Education academics say better uses for money than Labor evidence institute plan

School education researchers are ambivalent about Labor’s proposal for an evidence institute for schools, with some suggesting it implies academics are not performing. This isn’t so so say Emma Rowe (Deakin U) and Trevor Gale (UniGlasgow, ex Deakin U) who cite QS rankings to claim, “Australia produces some of the best education research in the world.”

They also worry that the proposed institute could end up running party lines, warning; “the prevailing logic of teacher education policy is now clearly very ideological rather than based on the research evidence.”

And they suggest that the $280m Labor’s Tanya Plibersek promises for the institute would be better spent in schools. But not all of it, they also propose spending money to help academic research reachschools and teachers,” who, they say,  “reportedly find it difficult to access peer-reviewed journal articles, due to the cost. They can also be difficult to locate and employ quite dense language.

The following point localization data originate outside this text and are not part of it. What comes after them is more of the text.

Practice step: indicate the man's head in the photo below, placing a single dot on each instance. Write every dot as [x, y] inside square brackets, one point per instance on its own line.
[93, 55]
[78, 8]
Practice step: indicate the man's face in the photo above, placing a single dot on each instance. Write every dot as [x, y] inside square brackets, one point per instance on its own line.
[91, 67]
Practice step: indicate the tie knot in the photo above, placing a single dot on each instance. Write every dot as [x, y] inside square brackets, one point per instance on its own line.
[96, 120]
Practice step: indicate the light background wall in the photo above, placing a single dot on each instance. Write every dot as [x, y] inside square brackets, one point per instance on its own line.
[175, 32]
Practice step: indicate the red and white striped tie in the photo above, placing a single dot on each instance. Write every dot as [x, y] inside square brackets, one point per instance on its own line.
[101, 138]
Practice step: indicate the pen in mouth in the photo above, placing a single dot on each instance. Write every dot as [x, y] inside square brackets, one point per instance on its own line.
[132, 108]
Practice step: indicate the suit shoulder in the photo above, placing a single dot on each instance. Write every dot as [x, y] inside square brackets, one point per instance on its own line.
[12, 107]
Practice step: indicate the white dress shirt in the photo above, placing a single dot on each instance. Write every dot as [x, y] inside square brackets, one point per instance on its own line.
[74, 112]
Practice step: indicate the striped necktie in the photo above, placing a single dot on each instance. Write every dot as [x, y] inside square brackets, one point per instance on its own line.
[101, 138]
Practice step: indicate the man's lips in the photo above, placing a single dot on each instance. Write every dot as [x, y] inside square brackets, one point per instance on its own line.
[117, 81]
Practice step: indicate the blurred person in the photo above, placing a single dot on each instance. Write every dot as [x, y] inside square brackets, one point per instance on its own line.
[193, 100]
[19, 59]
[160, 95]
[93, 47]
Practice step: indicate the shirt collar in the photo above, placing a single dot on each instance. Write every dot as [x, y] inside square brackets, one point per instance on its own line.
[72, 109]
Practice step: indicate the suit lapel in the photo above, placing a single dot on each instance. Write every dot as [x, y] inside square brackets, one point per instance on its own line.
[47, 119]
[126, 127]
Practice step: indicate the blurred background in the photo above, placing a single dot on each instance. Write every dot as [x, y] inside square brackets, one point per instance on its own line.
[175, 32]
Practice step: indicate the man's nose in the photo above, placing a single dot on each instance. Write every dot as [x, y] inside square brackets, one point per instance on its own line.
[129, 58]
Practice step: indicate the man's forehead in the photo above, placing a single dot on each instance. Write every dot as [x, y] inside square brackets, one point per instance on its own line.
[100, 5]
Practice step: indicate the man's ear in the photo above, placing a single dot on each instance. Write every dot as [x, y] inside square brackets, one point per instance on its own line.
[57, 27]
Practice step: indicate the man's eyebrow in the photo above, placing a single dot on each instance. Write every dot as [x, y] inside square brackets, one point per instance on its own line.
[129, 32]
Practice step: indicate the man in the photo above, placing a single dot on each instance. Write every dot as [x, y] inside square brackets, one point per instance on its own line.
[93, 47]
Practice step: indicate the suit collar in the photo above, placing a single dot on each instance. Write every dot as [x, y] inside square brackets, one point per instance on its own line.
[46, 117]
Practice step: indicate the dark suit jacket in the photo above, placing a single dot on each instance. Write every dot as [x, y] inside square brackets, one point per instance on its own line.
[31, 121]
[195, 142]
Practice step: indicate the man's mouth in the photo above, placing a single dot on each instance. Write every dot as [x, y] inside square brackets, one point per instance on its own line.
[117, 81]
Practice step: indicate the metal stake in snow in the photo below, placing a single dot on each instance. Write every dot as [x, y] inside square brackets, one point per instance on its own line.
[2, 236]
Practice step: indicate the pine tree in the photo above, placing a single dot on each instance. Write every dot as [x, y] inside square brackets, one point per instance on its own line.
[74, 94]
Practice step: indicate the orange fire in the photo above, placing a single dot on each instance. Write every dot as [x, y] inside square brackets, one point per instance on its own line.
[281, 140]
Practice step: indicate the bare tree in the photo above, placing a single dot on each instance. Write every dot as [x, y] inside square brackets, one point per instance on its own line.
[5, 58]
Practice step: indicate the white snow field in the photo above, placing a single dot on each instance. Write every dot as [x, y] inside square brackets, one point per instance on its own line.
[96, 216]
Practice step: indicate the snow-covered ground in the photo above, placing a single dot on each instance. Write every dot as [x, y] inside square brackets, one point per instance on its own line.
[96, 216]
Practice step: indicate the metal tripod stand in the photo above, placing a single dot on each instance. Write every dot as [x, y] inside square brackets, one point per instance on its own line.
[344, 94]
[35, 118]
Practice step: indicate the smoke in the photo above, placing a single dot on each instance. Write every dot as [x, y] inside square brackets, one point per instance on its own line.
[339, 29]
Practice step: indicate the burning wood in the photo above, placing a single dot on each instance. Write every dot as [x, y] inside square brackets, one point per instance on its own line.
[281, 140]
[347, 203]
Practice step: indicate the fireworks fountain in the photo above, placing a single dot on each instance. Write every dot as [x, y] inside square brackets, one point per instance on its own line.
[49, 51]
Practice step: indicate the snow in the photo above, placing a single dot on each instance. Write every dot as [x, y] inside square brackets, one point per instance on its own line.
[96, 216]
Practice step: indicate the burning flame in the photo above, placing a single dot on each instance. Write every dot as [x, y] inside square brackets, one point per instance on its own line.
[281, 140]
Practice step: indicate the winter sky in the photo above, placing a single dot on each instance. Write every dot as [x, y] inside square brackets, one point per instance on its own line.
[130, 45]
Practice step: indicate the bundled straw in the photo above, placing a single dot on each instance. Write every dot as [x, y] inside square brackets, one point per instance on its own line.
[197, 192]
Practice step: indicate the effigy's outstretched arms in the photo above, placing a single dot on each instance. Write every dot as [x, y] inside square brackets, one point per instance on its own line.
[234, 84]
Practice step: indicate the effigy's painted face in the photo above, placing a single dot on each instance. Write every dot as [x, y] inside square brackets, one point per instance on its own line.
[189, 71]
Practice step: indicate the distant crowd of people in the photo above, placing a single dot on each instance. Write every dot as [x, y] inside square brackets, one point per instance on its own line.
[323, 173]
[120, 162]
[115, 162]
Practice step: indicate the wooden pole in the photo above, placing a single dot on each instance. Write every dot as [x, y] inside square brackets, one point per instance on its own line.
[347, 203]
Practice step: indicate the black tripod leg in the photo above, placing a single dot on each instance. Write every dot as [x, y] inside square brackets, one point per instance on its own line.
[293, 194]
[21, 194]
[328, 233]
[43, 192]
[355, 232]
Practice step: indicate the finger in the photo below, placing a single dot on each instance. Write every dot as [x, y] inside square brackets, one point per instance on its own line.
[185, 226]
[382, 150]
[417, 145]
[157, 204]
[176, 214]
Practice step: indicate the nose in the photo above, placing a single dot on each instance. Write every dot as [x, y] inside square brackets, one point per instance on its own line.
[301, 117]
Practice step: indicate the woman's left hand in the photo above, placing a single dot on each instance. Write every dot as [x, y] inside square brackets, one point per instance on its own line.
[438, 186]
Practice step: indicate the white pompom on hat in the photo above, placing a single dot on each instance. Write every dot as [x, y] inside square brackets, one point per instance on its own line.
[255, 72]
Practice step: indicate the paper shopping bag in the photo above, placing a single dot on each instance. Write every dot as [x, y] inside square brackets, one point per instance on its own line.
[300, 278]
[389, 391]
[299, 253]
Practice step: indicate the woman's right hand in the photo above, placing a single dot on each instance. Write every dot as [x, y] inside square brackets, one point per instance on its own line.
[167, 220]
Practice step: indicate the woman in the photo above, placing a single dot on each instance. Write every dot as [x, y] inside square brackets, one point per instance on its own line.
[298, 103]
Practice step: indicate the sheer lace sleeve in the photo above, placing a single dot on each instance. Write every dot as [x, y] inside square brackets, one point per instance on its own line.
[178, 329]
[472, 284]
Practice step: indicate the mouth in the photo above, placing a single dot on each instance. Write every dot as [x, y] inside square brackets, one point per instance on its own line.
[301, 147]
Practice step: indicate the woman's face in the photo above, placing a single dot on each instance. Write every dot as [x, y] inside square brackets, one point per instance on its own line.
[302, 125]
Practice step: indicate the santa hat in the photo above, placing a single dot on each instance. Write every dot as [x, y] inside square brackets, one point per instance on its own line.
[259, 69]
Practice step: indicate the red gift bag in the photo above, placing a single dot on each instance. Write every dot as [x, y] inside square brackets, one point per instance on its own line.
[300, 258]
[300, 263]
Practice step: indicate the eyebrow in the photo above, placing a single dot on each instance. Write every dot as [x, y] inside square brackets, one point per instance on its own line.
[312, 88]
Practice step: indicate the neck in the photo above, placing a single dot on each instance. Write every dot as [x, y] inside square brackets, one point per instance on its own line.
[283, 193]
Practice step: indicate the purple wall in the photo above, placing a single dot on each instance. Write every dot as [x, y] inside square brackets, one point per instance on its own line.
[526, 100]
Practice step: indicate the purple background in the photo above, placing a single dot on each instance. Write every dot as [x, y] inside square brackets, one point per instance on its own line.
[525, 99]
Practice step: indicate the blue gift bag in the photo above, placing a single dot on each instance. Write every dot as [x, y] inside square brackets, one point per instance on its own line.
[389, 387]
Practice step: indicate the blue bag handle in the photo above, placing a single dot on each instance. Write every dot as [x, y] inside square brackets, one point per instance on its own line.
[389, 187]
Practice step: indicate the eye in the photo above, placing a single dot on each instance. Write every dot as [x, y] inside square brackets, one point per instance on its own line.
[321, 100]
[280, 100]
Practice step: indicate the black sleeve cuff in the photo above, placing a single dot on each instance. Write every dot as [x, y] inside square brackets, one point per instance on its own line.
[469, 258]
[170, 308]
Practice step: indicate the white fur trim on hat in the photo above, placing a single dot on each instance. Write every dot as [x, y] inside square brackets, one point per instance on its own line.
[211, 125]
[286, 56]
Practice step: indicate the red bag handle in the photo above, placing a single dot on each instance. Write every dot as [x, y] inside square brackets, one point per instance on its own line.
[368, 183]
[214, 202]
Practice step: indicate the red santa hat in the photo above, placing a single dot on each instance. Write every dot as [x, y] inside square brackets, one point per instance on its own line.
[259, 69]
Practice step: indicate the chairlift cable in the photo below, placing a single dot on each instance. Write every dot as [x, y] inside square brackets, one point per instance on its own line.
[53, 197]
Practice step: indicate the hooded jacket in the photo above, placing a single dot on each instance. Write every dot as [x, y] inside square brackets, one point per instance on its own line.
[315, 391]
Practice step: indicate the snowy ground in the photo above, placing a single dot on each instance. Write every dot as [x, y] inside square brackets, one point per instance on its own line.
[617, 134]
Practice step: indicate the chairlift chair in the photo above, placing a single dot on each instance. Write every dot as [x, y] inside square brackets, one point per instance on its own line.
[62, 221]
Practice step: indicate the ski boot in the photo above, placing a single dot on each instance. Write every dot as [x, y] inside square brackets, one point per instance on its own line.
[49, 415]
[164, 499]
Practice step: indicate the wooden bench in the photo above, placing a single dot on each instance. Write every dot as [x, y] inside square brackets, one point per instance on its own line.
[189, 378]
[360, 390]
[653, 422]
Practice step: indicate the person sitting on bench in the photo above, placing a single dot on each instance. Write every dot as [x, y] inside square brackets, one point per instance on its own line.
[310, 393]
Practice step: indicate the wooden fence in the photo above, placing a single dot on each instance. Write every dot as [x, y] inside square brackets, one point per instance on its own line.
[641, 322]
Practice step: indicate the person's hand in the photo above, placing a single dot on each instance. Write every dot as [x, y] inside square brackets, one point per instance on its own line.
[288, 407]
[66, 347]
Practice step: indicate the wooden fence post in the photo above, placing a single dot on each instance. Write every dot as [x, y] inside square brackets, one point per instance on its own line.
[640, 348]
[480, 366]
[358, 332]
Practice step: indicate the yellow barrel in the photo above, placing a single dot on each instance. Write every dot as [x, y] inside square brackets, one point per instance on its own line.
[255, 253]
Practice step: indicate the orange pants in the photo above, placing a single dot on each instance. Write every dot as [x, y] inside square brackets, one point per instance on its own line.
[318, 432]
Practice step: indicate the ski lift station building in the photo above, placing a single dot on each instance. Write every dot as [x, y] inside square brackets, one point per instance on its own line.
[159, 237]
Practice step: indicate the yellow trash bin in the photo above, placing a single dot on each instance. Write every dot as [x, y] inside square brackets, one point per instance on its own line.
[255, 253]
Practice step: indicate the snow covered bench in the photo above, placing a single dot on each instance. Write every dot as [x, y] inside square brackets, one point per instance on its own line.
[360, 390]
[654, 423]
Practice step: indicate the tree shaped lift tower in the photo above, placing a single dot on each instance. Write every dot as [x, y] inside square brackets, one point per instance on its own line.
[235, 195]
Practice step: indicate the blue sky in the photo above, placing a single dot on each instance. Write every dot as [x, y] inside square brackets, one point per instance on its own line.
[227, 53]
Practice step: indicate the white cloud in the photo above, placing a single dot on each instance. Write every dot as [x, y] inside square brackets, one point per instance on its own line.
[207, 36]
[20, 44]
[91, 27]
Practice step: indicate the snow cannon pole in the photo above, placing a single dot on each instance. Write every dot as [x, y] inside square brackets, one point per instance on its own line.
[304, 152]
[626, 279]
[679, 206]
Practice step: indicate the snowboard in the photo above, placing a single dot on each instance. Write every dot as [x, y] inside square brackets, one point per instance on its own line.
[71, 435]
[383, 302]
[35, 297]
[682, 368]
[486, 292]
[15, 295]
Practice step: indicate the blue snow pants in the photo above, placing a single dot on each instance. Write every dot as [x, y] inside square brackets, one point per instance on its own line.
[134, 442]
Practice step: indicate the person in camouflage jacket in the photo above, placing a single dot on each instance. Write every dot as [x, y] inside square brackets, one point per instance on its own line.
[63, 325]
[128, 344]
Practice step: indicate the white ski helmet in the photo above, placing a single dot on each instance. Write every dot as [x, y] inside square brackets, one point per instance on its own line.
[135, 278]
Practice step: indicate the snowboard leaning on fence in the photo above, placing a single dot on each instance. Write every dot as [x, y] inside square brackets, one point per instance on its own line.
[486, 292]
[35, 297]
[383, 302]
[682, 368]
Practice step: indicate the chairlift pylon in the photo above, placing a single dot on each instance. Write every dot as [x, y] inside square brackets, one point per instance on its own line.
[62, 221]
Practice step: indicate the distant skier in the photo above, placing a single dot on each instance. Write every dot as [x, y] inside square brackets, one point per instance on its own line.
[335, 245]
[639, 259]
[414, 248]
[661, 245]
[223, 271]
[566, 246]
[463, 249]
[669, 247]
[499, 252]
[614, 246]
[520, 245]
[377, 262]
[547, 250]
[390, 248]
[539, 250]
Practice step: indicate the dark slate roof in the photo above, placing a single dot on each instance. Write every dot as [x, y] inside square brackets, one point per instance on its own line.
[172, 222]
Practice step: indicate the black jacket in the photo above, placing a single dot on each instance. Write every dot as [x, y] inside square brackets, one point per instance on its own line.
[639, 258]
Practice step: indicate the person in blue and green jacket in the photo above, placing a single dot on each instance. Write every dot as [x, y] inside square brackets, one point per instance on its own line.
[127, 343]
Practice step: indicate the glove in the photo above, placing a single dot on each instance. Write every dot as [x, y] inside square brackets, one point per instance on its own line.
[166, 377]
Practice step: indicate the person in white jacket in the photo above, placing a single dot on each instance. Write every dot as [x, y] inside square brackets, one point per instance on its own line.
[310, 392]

It is important to ensure that existing research is readily translatable to classroom practise for time-poor teachers.”

But perhaps not research from all education faculties . Despite QS, the Australian Research Council’s current performance rating scores Australian university research on education at 11 faculties below world standard, 19 at it, six above world standard and only two, the universities of Melbourne and Queensland, well above.